Dolby AC3: Dolby AC3 is  probably the most common/popular multichannel format. Microsoft doesn't currently ship a Dolby AC3 Directshow decoder, although there are probably lots of third party companies that produce such a thing and there may be open source versions (google "ac3filter").

That's all I've got for now. Please let me know if you found this useful, if there were any errors, or if you have any questions.

Responses to comments (if I misunderstood anyone's question, please let me know):

1. How can I playback audio content simultaneously to both analog audio jacks and S/PDIF (Ianbing)

If I understand correctly, you're trying to play the same audio content over two connections simultaneously (one RCA analog audio jack, and one S/PDIF jack). Assuming that's correct:
- If your audio hardware can simultaneously send a single audio stream over both connections, have the audio driver handle it internally and just expose a single device at the waveapi level.
- If you have two separate pieces of audio hardware (one to handle analog, the other for S/PDIF), you'll need to split the PCM output of the decoder (using a Tee filter- I think there's one under public\directx\sdk\samples\dshow\filters\inftee) and hook both outputs of the tee to the wave renderer.

The latter design causes an additional problem because you'll need a way to tell each renderer which audio device to playback to. To do this, you'll need to hand-construct the graph, get pointers to each of the two audio render filters, and tell each wave renderer which device ID to play to.

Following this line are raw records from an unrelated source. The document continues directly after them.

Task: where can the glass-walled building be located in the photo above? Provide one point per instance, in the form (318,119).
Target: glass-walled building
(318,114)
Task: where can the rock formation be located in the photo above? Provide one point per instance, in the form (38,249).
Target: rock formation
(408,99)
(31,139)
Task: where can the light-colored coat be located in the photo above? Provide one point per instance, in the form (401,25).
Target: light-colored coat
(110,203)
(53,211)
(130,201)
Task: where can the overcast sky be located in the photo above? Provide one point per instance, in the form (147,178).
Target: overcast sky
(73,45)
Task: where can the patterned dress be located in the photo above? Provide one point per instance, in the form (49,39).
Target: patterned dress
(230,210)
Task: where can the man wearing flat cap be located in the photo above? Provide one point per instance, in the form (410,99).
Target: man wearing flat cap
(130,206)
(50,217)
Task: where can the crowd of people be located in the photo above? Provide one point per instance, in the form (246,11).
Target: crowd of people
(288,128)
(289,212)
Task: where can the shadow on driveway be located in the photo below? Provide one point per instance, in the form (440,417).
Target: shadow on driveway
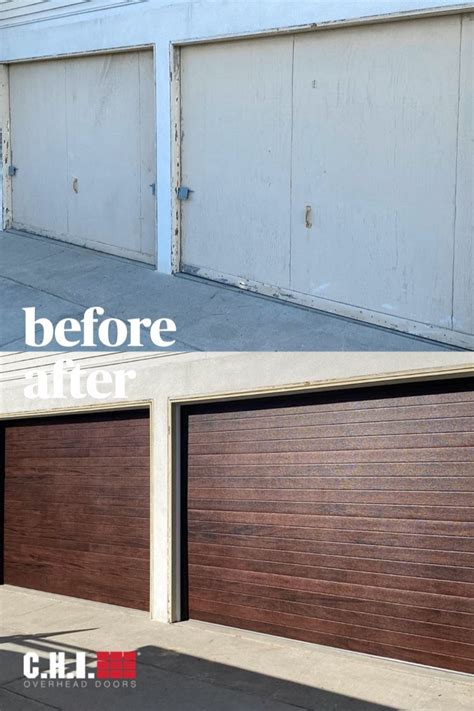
(166,680)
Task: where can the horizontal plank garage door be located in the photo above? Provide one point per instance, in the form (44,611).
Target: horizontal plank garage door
(83,144)
(344,519)
(77,506)
(336,166)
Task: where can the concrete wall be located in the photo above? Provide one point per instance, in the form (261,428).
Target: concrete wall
(174,378)
(161,22)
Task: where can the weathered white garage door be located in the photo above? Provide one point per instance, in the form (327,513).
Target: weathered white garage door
(337,167)
(83,145)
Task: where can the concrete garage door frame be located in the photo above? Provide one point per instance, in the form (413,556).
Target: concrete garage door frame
(8,218)
(64,414)
(178,472)
(461,338)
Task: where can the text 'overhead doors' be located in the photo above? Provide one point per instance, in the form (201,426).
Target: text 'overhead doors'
(84,151)
(344,519)
(77,506)
(337,166)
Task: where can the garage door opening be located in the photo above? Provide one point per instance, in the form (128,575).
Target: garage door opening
(77,506)
(83,151)
(339,518)
(334,168)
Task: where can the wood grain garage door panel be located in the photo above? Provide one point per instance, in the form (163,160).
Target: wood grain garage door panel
(342,518)
(77,506)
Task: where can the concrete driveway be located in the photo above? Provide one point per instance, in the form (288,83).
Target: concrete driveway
(62,280)
(193,666)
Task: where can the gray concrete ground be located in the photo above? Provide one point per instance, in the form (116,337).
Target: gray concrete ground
(193,666)
(62,281)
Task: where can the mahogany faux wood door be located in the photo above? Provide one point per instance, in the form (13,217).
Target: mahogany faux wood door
(344,519)
(77,506)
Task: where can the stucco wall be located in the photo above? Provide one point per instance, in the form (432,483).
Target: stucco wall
(161,22)
(162,380)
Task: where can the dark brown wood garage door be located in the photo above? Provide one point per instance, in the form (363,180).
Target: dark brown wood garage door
(77,506)
(344,519)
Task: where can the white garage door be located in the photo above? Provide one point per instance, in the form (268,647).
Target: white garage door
(326,164)
(84,148)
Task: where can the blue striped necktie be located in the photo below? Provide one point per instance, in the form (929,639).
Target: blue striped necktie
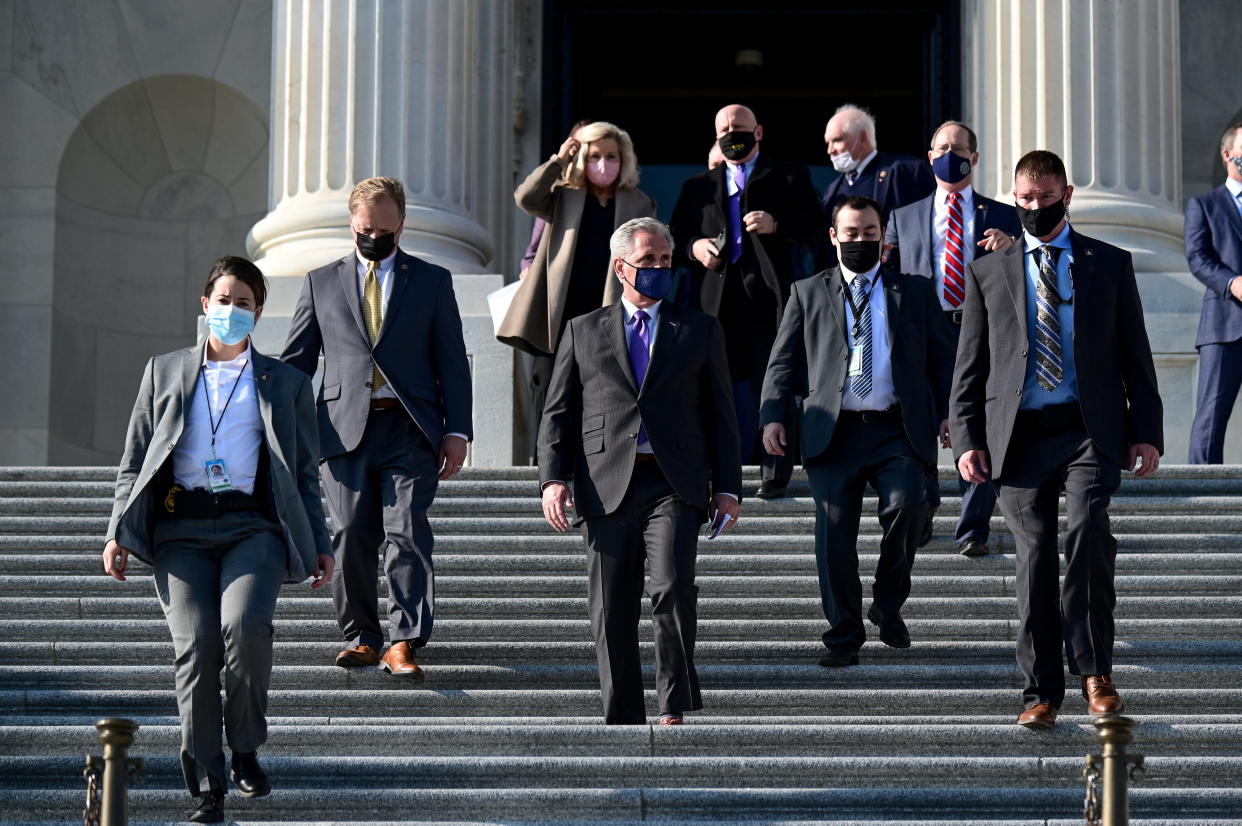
(1048,370)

I don't believe I've ever tried this, but it should be possible by creating an IPropertyBag object (I think you'll have to roll-your-own, but it's not too difficult), setting the "WaveOutId" property to the ID you want to use, and pass that propertybag to the IPersistProperty interface on the wave renderer.

Your code would look something like this (sorry, I haven't compiled/tested this):

    // CPropertyBag is your implementation of the IPropertyBag interface.

    // We might have a public sample of this (search for cpropertybag.cpp), but I'm not sure

CPropertyBag PropertyBag;

// Setup your desired device ID

VARIANT var;

var.vt = VT_I4;

var.lVal = <desired device ID>;

// Write the desired ID to your property bag

PropBag.Write( L"WaveOutId", &var ));

    // Find the waveout renderer in the graph that you want to talk to...

    ...

 

    // QI for the IID_IPersistPropertyBag interface... something like this...

IPersistPropertyBag *pPersistPropertyBag = NULL;

pWaveOutFilter->QueryInterface(IID_IPersistPropertyBag, (void **)&pPersistPropertyBag);

    // Pass the property bag into the wave renderer

    pPersistPropertyBag->Load( &PropBag, NULL );

Deep inside the Load call, the waveout renderer will do something like this with the PropBag pointer you passed in:

    VARIANT var;
var.vt = VT_I4;
HRESULT hr = pPropBag->Read(L"WaveOutId", &var, 0);
if(SUCCEEDED(hr))
{
m_iWaveOutId = var.lVal;
}